DÜSSELDORF taz | Seit Monaten spielt Zweitligist Fortuna alles in Grund und Boden. 27 Pflichtspiele saisonübergreifend unbesiegt, zuletzt 22 Ligaheimspiele ungeschlagen, dabei unglaubliche 21 Siege geschafft. 41 Punkte sammelte das Team in der Hinrunde, Zweitligarekord. Kurs Bundesliga, zurück nach ewigen 15 Jahren. Und dennoch herrscht beim Serientäter vor dem Pokal-Achtelfinale gegen Meister Dortmund am Dienstag (20.30 Uhr, ZDF) partiell schlechte Stimmung.
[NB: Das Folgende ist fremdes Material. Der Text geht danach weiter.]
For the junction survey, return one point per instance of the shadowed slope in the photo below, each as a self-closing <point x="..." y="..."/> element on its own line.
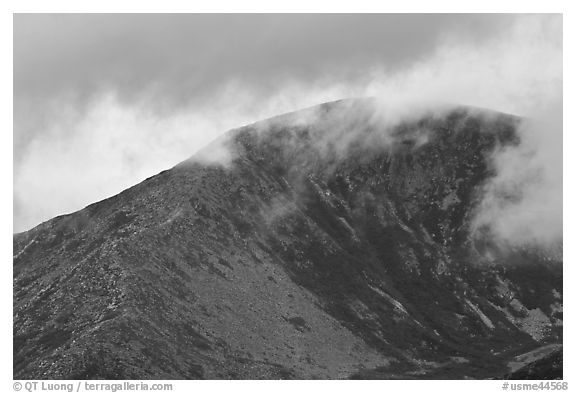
<point x="334" y="244"/>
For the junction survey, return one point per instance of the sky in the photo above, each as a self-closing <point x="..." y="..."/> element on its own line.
<point x="103" y="101"/>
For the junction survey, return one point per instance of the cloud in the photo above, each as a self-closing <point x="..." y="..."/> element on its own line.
<point x="112" y="140"/>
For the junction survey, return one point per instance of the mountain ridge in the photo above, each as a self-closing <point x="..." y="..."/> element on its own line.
<point x="305" y="256"/>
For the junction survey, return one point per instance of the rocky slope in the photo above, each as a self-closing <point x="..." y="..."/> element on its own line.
<point x="331" y="244"/>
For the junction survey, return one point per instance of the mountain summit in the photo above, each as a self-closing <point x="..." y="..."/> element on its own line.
<point x="333" y="242"/>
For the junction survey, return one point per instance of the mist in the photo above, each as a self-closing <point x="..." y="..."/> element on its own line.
<point x="117" y="142"/>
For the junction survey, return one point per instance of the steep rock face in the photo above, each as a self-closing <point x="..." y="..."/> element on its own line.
<point x="332" y="245"/>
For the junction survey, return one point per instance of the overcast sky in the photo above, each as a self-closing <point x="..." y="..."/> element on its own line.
<point x="103" y="101"/>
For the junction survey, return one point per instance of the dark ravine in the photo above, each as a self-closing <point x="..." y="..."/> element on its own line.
<point x="303" y="258"/>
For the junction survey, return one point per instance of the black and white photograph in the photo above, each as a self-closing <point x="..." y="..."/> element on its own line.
<point x="287" y="196"/>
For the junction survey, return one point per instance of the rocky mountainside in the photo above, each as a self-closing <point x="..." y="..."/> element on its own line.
<point x="332" y="243"/>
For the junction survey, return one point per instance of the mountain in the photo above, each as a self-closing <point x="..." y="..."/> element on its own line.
<point x="333" y="242"/>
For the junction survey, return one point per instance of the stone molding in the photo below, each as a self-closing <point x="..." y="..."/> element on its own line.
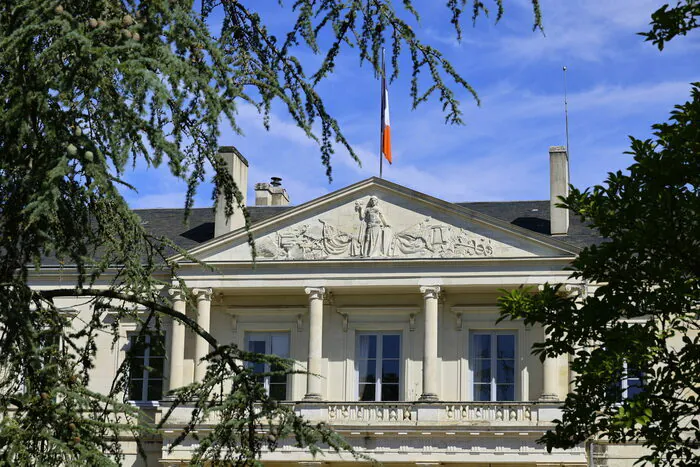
<point x="315" y="293"/>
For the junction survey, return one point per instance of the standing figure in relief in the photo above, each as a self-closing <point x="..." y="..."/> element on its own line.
<point x="375" y="232"/>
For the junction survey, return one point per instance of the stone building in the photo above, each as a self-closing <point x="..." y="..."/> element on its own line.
<point x="389" y="296"/>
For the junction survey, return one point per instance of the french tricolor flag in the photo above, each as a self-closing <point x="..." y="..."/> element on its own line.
<point x="386" y="125"/>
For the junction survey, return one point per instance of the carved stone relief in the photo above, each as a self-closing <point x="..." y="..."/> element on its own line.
<point x="373" y="237"/>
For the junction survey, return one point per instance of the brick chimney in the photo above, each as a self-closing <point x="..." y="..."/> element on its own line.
<point x="271" y="194"/>
<point x="238" y="168"/>
<point x="558" y="186"/>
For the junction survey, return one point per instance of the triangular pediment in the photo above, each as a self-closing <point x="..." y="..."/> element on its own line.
<point x="379" y="220"/>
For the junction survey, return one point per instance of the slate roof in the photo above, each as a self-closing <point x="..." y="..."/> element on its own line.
<point x="531" y="215"/>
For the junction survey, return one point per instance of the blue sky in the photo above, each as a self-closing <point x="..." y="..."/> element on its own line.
<point x="618" y="85"/>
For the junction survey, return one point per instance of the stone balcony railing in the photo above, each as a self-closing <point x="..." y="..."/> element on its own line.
<point x="421" y="413"/>
<point x="407" y="414"/>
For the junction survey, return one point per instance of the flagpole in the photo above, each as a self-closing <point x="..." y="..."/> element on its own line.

Da war nämlich der Freitagabend. Man musste das Geschehen den jüngeren Fans erklären: Verlieren ist, wenn der Gegner mehr Tore schießt. 2:3 daheim gegen den SC Paderborn, gegen das wahrscheinlich noch größere Überraschungsteam der Zweiten Liga. Alle Serien, siehe oben, waren gerissen. Und die Arena war nicht mal halb voll. Sicher, 25.000 sind auch eine Menge, und dennoch fasst die Fortuna-Führung jeden freien Platz als Beleidigung auf.
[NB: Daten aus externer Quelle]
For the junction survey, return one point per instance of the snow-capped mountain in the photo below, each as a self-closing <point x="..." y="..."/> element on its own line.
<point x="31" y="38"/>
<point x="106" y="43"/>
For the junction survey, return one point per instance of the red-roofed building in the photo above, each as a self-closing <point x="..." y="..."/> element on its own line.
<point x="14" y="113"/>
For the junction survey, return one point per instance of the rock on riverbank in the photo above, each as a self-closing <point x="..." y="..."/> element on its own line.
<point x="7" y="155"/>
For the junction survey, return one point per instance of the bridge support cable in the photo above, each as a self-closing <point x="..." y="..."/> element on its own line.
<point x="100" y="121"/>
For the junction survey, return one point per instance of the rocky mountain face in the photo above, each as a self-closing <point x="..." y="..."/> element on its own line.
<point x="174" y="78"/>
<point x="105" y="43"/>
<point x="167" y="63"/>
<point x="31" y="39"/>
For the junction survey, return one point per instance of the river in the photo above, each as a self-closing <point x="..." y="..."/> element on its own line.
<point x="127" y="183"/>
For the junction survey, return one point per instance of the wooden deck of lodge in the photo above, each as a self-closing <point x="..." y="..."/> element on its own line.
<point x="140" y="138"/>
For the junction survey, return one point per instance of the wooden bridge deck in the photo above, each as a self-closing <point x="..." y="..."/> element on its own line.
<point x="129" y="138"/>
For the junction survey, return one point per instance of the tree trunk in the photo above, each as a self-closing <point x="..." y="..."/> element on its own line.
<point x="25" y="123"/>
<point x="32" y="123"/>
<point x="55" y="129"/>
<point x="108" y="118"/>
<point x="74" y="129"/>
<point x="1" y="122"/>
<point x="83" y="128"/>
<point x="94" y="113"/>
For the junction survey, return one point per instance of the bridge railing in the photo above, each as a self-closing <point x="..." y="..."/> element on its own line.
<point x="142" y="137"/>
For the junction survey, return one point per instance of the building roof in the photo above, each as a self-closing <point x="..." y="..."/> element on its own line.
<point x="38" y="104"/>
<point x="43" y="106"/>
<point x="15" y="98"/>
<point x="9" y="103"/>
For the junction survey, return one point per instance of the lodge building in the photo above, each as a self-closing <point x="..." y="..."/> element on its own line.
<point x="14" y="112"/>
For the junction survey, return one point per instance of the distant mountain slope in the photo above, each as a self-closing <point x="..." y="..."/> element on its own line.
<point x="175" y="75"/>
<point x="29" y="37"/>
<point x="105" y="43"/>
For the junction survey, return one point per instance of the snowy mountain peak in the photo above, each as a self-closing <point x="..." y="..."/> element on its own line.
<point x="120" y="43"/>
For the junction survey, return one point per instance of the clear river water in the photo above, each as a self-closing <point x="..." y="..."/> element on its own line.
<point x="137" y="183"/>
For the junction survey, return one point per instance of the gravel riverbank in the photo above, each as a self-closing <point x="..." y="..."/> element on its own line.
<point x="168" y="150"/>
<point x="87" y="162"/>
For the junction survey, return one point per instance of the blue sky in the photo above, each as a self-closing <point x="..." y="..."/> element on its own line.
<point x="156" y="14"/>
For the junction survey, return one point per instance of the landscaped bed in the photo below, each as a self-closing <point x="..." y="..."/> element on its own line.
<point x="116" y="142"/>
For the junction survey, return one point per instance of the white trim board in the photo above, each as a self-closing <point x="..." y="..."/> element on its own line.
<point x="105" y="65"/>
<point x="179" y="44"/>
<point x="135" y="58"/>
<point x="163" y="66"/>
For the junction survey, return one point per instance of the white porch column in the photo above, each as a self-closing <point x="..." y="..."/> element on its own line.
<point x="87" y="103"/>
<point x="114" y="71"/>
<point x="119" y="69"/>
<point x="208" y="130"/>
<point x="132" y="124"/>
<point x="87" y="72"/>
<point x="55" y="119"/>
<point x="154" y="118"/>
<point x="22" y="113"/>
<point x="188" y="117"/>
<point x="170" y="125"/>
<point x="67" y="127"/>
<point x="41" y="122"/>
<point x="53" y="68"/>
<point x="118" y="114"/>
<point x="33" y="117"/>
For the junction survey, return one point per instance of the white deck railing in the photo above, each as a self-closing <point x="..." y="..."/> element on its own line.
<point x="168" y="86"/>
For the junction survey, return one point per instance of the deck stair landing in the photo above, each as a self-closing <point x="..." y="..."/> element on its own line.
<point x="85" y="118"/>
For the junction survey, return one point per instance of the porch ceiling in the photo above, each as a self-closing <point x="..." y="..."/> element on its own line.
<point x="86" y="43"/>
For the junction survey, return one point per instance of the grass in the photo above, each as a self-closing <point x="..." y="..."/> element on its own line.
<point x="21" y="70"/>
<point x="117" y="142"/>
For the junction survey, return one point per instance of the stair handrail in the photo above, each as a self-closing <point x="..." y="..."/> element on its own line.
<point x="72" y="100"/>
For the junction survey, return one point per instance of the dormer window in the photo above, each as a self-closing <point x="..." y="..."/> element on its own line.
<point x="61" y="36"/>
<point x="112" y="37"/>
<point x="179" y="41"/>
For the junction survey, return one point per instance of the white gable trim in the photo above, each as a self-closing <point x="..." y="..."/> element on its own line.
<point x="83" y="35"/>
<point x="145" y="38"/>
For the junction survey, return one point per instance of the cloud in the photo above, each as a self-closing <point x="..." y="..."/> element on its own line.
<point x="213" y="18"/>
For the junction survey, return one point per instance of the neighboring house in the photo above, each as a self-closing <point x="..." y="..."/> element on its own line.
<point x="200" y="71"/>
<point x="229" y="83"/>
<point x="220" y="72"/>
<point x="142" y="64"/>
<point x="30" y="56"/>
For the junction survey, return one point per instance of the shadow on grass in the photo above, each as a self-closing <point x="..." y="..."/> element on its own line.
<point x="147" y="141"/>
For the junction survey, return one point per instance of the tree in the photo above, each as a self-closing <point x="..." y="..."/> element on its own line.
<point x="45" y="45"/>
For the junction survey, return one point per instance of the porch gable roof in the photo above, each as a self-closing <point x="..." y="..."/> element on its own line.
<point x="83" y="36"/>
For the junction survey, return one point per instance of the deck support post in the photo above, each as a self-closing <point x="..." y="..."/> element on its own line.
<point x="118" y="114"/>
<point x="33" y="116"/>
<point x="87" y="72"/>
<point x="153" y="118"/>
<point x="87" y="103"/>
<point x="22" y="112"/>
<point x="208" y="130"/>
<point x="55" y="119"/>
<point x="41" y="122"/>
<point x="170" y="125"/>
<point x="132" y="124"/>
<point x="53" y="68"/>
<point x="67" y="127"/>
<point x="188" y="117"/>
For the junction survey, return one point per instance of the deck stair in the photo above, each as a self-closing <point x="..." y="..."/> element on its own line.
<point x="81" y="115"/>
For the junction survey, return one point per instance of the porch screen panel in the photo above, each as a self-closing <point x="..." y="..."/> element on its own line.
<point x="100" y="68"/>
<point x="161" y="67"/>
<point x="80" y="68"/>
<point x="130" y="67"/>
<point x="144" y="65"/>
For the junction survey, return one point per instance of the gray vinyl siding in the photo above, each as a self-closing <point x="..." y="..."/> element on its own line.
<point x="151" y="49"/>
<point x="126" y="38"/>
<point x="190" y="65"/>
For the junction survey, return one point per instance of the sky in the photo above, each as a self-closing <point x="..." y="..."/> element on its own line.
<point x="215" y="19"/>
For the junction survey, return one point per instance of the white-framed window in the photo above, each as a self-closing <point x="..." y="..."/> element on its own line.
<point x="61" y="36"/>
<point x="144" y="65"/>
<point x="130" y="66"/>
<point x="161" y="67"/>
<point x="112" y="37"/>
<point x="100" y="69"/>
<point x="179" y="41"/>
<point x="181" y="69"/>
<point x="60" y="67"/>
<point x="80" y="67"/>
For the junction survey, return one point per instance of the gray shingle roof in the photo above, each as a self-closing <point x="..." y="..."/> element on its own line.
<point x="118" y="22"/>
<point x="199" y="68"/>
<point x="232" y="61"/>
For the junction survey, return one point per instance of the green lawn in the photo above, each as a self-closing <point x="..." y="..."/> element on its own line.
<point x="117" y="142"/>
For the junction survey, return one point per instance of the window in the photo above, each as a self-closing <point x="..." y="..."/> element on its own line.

Seit Wochen, moserte die Clubführung, hätten alle nur das Pokalmatch im Sinn gehabt. Das war quasi mit Freischaltung der Hotlines ausverkauft. Und schon begann der nächste Ärger. Auf dem Schwarzmarkt wurden 14-Euro-Stehplätze für fast 100 Euro gehandelt. Angeblich hatten sogar Vereinsmitglieder mitgedealt. Das gilt als Foul an sich selbst. Empört kündigte der Verein einen Gang vor den Ehrenrat an, zum Ausschlussverfahren. "Wir können die Namen nachverfolgen", hieß es.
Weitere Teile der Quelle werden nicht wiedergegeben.